さらに言えば、ユニコーンから与えられた力やユニコーンそのものの〈魔導障壁〉のせいもあり、魔導師による暗殺も不可能だろう。
正面からのゴリ押しは完全に通じない連中だ。
戦場往来での襲撃ならいざ知らず、一箇所に固まられていた場合に、その中にいるセスシスを暗殺することなどまったくもって無理な話である。
だが、もともと〈気〉を根源とした幻を操る幻法師ならば話は別だ。
ユニコーンの騎士が〈気〉による攻撃に対して脆いのは、〈肩眼〉の衝撃波を目を通して脳に叩き込まれることでかつてマイアンが一撃で昏倒させられたことからもわかる。
自分たちが操るとはいっても、もともとは人の領域の技なのだから、それを上回れる相手に対しては分が悪いうということだ。
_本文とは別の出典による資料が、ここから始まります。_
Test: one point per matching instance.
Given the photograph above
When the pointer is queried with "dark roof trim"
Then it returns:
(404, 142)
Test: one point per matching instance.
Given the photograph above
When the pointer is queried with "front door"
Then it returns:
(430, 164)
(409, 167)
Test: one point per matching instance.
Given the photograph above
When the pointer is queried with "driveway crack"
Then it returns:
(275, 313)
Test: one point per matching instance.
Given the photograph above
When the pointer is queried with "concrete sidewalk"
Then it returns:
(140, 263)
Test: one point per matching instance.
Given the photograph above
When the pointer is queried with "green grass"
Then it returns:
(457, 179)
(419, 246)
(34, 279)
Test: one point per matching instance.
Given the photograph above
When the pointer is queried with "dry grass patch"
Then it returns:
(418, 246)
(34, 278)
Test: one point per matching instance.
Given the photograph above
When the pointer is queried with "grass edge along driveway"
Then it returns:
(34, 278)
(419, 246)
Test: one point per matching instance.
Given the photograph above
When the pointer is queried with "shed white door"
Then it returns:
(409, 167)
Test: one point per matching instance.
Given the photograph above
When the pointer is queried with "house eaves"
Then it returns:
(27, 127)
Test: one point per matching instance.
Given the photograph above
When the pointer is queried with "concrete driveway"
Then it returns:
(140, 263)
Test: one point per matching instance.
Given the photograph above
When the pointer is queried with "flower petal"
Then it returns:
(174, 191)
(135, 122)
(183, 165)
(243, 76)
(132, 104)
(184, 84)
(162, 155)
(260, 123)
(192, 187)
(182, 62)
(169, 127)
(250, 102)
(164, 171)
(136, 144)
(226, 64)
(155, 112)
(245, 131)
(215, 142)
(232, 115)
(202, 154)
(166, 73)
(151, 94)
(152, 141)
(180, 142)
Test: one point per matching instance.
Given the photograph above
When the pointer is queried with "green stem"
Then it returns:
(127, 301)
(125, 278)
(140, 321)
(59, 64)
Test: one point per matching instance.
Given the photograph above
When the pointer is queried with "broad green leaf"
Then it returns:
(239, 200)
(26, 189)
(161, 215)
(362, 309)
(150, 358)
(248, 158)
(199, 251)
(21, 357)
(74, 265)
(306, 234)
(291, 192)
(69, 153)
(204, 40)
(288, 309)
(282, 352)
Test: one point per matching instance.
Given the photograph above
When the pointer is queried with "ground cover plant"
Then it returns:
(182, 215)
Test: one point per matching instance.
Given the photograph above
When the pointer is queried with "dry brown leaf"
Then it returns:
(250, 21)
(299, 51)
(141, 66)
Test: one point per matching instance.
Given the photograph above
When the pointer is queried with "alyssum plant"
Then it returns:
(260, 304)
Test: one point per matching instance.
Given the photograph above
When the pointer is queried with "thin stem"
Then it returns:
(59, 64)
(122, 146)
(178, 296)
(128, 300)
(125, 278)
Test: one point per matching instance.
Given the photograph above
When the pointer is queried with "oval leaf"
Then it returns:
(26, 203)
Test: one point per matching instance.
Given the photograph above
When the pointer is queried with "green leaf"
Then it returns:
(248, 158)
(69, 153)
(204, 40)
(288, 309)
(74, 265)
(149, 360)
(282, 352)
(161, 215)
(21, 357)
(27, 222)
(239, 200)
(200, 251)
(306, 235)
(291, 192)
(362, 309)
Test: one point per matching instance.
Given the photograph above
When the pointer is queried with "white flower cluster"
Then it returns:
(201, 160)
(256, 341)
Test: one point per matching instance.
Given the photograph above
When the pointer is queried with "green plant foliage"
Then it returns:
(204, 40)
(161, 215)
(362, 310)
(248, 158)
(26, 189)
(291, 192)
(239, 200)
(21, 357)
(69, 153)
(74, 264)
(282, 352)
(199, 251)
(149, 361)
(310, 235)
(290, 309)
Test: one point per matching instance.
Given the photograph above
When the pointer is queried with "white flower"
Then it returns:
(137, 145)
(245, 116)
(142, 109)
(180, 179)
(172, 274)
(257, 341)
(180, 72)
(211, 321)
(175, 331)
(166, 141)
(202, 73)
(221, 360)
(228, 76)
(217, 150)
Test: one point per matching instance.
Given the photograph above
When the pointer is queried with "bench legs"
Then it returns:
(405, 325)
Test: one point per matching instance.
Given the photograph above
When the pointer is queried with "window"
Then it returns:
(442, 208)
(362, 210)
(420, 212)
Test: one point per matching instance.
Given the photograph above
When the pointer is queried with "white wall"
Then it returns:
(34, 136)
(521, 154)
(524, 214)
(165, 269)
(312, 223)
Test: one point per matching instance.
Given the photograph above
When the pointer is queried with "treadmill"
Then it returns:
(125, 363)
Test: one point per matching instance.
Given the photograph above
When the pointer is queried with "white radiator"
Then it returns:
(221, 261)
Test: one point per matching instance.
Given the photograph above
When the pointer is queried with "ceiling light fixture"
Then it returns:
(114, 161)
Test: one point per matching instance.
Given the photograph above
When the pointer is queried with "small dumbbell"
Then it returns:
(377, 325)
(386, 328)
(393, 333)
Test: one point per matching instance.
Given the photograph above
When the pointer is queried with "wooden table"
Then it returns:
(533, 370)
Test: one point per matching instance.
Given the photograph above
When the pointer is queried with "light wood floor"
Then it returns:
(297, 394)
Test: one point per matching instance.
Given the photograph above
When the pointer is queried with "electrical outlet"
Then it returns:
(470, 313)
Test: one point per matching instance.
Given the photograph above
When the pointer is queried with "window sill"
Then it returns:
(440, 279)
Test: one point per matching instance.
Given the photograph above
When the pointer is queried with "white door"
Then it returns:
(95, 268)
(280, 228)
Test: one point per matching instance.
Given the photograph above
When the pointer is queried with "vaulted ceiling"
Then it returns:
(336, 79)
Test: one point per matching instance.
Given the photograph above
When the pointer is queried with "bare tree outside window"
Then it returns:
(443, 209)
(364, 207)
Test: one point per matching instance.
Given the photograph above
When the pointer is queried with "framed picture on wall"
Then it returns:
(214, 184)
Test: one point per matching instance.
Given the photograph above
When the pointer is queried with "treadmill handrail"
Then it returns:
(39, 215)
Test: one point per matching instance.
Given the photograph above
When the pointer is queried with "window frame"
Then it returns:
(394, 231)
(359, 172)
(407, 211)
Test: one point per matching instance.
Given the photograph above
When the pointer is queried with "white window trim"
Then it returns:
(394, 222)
「……ということは、館の中のユニコーンの騎士たちも全員同じように術をかけられているおそれはあるということか。建物が妙に静かなのも頷ける。そうなると、すぐに助けは期待できないな」
シャツォンは考える。
すると、彼女としては館の外部からの助けを待つしかない。
帝弟の部下であるギドゥらが来るのを待つのが一番か……。
彼らとて国家安寧のためにはセスシスの身柄が危険にさらされるのはなんとしてでも避けたいはずだからだ。
だが、それまでもつだろうか。
おそらく中の人間たちをこのように幻覚によって昏睡させたのならば、あとは現し身の暗殺者が剣をもって押し寄せるだろう。
数はわからない。
ただ、人類守護聖士女騎士団に守られているセスシスを仕留めようというのだから、一人や二人ではあるまい。
少なくとも十人近くはいるはずだ。
(いや、もたせる)
守るのだ、この男を。
私一人の力で。
透き通った身体のラインがくっきりと浮かぶ夜着と無骨な剣という不釣り合いな格好であったが、シャツォンは気にならない。
彼女が守らなければ誰がこの晴石聖一郎を守れるというのだ。
シャツォン・バーヲーは微笑んだ。
〈王獄〉の中に行かない彼女が、愛しの男を守れる機会はもうやってこない。
だから、逆に血が沸き立った。
「来るがいい、幻法師ども。今の聖一郎の隣にはこの私がいる。〈白珠の帝国〉の魔導騎士シャツォン・バーヲーが惚れた男を守りきれない程度の案山子ではないということを教えてやろう」
―――いつからだろう、シャツォンは自分ですら知らないうちに、不敵で豪快な笑みを浮かべるようになっていたのであった。